Laurel A. Christensen, Ph.D. is the Chief Audiology Officer at GN Hearing. In this role she leads a global team of audiologists that are responsible for all aspects of audiology for the company including new product trials, audiology input to marketing, and global audiology relations which encompasses training and product support to subsidiaries world-wide. Prior to joining GN ReSound, she was a researcher and Director of Sales and Marketing at Etymotic Research in Elk Grove Village, IL. While at Etymotic, she was part of the development team for the D-MIC, the Digi-K, and the ERO-SCAN (otoacoustic emissions test system). Prior to this position, she was a tenured Associate Professor on the faculty at Louisiana State University Medical Center and part of the Kresge Hearing Research Laboratory in New Orleans, LA. During this time at LSUMC, she had multiple grants and contracts to do research including hearing aid regulatory research. In addition to her position at GN ReSound, she holds adjunct faculty appointments at Northwestern and Rush Universities. She served as an Associate Editor for both Trends in Amplification and the Journal of Speech and Hearing Research. Currently, she is on the board of the American Auditory Society and is a member of the advisory board for the Au.D. program at Rush University. Christensen received her Master’s degree in clinical audiology in 1989 and her Ph.D. in audiology in 1992, both from Indiana University.

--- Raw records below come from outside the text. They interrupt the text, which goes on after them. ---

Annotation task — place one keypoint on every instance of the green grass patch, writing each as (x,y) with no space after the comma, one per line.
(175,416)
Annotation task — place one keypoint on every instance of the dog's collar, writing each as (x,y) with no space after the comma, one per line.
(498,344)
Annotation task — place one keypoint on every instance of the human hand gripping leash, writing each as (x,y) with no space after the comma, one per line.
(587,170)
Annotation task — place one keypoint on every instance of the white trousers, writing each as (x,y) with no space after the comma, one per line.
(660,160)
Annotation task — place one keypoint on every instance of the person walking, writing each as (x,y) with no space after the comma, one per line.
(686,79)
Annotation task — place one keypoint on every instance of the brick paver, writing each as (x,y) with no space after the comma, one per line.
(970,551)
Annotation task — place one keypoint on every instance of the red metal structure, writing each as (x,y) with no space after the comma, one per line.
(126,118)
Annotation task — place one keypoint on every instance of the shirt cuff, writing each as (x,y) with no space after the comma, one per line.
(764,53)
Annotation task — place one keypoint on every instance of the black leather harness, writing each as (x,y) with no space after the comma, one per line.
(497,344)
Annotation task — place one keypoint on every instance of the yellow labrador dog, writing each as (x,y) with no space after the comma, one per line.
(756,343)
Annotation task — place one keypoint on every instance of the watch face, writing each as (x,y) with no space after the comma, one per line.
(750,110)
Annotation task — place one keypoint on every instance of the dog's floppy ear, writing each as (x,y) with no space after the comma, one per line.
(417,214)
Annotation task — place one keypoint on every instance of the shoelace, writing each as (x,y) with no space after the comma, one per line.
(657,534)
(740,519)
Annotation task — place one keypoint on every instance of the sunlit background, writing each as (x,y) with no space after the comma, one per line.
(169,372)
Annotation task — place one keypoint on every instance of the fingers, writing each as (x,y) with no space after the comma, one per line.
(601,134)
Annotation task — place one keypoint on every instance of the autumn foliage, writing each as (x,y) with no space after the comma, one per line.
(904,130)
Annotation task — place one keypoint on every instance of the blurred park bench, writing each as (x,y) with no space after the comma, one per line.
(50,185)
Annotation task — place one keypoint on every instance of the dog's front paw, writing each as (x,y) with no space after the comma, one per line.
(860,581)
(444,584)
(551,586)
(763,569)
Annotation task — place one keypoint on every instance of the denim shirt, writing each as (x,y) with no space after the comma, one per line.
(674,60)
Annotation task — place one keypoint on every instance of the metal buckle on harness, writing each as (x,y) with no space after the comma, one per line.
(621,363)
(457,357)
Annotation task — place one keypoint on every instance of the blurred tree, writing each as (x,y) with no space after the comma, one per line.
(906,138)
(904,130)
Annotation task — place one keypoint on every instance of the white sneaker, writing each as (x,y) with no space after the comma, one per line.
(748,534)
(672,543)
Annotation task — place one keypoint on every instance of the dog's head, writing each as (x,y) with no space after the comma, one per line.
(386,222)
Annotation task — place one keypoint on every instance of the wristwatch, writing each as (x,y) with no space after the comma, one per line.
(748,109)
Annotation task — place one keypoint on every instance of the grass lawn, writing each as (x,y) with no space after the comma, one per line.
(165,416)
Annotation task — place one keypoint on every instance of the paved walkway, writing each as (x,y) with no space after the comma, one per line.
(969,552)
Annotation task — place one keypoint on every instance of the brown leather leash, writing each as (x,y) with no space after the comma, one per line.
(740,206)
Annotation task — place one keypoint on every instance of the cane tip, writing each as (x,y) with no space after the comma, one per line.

Andrew Bellavia is the Founder of AuraFuturity. He has experience in international sales, marketing, product management, and general management. Audio has been both of abiding interest and a market he served professionally in these roles. Andrew has been deeply embedded in the hearables space since the beginning and is recognized as a thought leader in the convergence of hearables and hearing health. He has been a strong advocate for hearing care innovation and accessibility, work made more personal when he faced his own hearing loss and sought treatment All these skills and experiences are brought to bear at AuraFuturity, providing go-to-market, branding, and content services to the dynamic and growing hearables and hearing health spaces.